Austin, born and raised.
What university did you go to?
I started out at ACC and transferred into Texas State University where I graduated with a BBA and specialized in entrepreneurship. I graduated in May of 2008, right when the Recession was ramping up so it was difficult to find a job. I decided to continue straight through with graduate school and went back to Texas State for my MBA.
I graduated in 2010 and was still having difficulty finding the right job for me, so I joined the Peace Corps and did small business advising in Namibia. I found a passion for economic development and I’m currently at the LBJ School of Public Affairs at UT Austin where I’m focusing on economic development.
I’ll graduate in May and that’s it for me as far as degrees.

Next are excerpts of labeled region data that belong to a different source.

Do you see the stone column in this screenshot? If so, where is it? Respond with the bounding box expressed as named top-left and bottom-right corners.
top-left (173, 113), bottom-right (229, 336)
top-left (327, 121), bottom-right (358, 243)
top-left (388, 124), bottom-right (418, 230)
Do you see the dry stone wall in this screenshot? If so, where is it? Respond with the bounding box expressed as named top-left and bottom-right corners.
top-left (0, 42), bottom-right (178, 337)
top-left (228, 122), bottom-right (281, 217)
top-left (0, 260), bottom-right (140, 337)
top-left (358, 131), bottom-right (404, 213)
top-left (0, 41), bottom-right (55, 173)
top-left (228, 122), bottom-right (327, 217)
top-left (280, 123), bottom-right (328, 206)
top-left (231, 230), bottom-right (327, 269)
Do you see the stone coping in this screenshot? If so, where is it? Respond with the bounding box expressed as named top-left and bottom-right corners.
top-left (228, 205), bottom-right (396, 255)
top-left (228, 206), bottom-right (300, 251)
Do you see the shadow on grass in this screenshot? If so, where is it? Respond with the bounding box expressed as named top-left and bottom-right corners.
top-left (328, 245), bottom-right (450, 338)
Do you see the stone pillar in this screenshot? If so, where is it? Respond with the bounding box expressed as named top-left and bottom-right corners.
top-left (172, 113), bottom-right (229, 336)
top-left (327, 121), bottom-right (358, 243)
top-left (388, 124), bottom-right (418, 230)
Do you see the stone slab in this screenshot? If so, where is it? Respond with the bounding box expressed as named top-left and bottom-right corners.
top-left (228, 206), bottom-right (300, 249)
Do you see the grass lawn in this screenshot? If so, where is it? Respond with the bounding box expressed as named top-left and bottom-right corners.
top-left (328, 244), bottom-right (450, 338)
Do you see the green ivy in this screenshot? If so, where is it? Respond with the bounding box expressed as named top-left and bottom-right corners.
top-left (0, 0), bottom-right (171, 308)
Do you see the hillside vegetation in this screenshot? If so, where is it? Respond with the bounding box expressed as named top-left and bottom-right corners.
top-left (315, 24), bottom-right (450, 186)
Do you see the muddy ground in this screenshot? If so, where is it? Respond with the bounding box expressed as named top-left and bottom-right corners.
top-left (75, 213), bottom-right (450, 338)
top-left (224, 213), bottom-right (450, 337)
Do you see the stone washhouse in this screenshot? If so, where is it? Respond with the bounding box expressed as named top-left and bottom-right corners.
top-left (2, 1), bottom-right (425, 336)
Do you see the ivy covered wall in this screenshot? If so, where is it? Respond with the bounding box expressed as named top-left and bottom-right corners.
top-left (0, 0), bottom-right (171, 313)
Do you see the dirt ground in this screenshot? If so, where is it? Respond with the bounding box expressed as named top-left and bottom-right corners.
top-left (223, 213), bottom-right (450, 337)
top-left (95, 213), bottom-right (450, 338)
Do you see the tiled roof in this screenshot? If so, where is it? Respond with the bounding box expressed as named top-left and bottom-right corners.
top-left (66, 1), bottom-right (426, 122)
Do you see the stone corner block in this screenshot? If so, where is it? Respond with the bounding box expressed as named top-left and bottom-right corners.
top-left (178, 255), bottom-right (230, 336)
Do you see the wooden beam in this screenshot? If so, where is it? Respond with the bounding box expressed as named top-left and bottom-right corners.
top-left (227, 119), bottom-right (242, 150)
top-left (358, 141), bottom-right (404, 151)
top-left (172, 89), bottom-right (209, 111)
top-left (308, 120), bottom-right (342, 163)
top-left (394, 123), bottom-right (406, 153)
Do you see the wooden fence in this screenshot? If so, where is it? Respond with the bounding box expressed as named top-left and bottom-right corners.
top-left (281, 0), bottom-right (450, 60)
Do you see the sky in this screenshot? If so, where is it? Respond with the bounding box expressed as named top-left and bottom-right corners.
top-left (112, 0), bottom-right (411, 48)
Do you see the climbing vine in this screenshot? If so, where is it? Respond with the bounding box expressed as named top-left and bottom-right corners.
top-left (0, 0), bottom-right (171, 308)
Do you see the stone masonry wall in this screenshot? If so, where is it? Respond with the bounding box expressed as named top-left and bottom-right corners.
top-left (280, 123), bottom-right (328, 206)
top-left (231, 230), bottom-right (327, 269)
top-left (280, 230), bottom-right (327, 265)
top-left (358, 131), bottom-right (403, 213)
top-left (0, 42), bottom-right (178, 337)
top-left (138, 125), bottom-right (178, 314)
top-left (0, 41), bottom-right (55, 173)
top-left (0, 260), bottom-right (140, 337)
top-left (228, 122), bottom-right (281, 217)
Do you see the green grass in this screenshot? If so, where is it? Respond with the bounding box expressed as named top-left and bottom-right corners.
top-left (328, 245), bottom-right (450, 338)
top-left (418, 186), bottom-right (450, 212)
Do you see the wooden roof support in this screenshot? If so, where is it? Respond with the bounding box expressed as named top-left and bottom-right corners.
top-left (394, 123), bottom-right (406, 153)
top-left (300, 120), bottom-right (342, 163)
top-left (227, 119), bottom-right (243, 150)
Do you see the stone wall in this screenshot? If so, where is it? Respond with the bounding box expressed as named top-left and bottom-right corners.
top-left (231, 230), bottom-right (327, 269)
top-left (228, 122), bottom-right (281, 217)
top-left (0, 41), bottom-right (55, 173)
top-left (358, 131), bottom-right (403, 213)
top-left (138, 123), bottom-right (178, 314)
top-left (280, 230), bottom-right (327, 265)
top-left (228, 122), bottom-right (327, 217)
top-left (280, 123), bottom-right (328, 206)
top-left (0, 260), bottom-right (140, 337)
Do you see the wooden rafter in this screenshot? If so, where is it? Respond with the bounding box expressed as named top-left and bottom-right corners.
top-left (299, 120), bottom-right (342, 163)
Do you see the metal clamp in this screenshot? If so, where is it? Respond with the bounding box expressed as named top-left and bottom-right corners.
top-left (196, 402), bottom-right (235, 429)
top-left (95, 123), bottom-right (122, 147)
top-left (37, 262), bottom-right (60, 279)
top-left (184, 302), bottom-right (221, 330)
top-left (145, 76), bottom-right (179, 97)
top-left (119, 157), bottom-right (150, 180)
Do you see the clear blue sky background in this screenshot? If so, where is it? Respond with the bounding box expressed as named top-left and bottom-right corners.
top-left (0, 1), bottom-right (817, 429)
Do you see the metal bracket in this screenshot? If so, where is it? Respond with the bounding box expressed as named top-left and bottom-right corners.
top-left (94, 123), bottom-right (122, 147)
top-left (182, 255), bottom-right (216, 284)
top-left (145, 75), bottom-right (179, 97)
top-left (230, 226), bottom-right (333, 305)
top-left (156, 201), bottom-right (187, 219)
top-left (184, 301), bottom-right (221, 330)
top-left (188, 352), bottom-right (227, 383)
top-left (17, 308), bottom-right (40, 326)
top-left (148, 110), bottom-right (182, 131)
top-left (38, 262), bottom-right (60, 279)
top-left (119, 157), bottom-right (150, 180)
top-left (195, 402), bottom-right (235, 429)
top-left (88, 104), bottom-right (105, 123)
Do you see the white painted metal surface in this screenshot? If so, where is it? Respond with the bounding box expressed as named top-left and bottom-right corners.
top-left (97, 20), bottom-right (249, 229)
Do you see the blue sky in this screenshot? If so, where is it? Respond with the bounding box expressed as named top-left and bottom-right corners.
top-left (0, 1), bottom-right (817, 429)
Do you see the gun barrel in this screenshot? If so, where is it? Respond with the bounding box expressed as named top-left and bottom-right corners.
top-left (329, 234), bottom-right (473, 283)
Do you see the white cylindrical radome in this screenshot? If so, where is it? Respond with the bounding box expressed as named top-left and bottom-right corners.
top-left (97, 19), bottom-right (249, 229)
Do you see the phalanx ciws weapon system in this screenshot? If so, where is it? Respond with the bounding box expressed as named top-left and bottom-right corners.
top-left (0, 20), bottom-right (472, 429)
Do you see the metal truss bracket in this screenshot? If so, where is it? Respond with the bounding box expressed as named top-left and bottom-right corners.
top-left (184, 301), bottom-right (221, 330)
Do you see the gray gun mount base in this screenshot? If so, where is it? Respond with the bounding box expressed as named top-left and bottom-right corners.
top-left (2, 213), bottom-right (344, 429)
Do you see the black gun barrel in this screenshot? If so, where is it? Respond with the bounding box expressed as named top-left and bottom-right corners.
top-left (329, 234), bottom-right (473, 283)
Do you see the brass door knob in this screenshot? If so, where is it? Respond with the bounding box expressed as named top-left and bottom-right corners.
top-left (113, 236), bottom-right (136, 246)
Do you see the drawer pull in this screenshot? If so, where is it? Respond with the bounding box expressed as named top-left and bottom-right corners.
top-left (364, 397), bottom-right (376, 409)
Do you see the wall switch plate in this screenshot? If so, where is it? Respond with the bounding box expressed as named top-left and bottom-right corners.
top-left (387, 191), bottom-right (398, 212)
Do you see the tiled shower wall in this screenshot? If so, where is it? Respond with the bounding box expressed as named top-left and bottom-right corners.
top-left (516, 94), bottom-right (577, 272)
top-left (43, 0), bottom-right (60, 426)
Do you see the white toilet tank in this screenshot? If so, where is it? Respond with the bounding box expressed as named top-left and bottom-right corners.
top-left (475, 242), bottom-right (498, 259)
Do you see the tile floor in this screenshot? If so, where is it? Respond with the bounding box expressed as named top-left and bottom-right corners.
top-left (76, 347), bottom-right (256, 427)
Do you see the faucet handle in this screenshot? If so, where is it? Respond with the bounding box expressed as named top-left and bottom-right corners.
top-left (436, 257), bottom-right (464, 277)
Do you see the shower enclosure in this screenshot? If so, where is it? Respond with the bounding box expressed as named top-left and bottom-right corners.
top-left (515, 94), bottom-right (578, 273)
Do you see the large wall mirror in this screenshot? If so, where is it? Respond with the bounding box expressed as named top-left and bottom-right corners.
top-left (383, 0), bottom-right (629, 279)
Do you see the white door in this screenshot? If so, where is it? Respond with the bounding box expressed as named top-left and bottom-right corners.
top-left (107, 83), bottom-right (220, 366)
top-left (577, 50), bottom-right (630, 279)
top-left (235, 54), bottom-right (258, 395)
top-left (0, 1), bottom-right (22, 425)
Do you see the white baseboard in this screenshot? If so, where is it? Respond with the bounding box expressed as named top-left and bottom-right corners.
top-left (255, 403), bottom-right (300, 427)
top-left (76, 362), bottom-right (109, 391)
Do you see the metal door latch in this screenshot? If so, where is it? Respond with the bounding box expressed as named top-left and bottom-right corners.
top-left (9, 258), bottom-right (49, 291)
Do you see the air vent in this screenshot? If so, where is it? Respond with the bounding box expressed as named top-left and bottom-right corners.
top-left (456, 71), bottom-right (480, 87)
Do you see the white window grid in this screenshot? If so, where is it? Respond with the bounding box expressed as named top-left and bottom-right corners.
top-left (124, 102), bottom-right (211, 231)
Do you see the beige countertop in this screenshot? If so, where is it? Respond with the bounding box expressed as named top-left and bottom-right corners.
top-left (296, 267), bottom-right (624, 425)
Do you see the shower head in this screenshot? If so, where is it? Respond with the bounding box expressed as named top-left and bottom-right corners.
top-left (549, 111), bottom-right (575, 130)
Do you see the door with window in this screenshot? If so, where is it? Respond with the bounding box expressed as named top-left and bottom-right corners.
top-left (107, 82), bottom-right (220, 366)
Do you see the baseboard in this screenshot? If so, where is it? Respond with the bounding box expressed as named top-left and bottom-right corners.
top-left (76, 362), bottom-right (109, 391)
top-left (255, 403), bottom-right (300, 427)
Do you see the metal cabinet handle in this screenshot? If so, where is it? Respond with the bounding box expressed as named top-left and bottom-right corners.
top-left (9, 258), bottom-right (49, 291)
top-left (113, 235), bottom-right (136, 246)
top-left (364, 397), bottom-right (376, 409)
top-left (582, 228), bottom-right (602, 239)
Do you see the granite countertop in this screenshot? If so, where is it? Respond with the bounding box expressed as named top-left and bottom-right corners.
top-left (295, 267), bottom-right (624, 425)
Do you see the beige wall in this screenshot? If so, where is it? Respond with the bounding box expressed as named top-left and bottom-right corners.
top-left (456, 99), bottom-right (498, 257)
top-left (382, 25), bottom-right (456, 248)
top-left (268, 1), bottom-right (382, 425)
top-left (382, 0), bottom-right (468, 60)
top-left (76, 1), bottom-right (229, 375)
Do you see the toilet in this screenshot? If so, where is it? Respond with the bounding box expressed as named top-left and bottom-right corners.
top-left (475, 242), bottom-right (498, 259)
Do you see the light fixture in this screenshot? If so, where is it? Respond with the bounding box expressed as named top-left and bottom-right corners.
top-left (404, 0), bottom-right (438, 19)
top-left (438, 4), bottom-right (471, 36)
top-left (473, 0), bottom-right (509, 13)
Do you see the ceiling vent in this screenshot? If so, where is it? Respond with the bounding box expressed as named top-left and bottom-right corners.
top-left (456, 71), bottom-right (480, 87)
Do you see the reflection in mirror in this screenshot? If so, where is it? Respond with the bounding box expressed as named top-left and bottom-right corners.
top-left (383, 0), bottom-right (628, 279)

I think my education has provided a good foundation for bridging the business and public policy fields.
What brought you to Austin?
My family has lived in Austin since 1964. I was born here.
What is your group’s mission?
The mission of Business and Community Lenders (BCL) of Texas is to further the economic development of Texas by promoting and assisting in the growth and development of small business concerns.
What need does it fulfill?
Many businesses struggle to access capital through traditional means. As a nonprofit organization, we’re a nontraditional lender dedicated to helping traditionally underserved businesses obtain the access to capital they need to succeed.
What exactly does it bring to startups?
We offer technical assistance to start-ups from the idea stage to the financing stage. We work with businesses early on so that they know what is needed to apply for a loan. We’ve embraced crowdfunding as an alternative form of capital that we can help start-ups access. We’ve created a coaching methodology specific to crowdfunding and we’ve partnered with Indiegogo to curate local projects.
What type of startup would benefit from your group?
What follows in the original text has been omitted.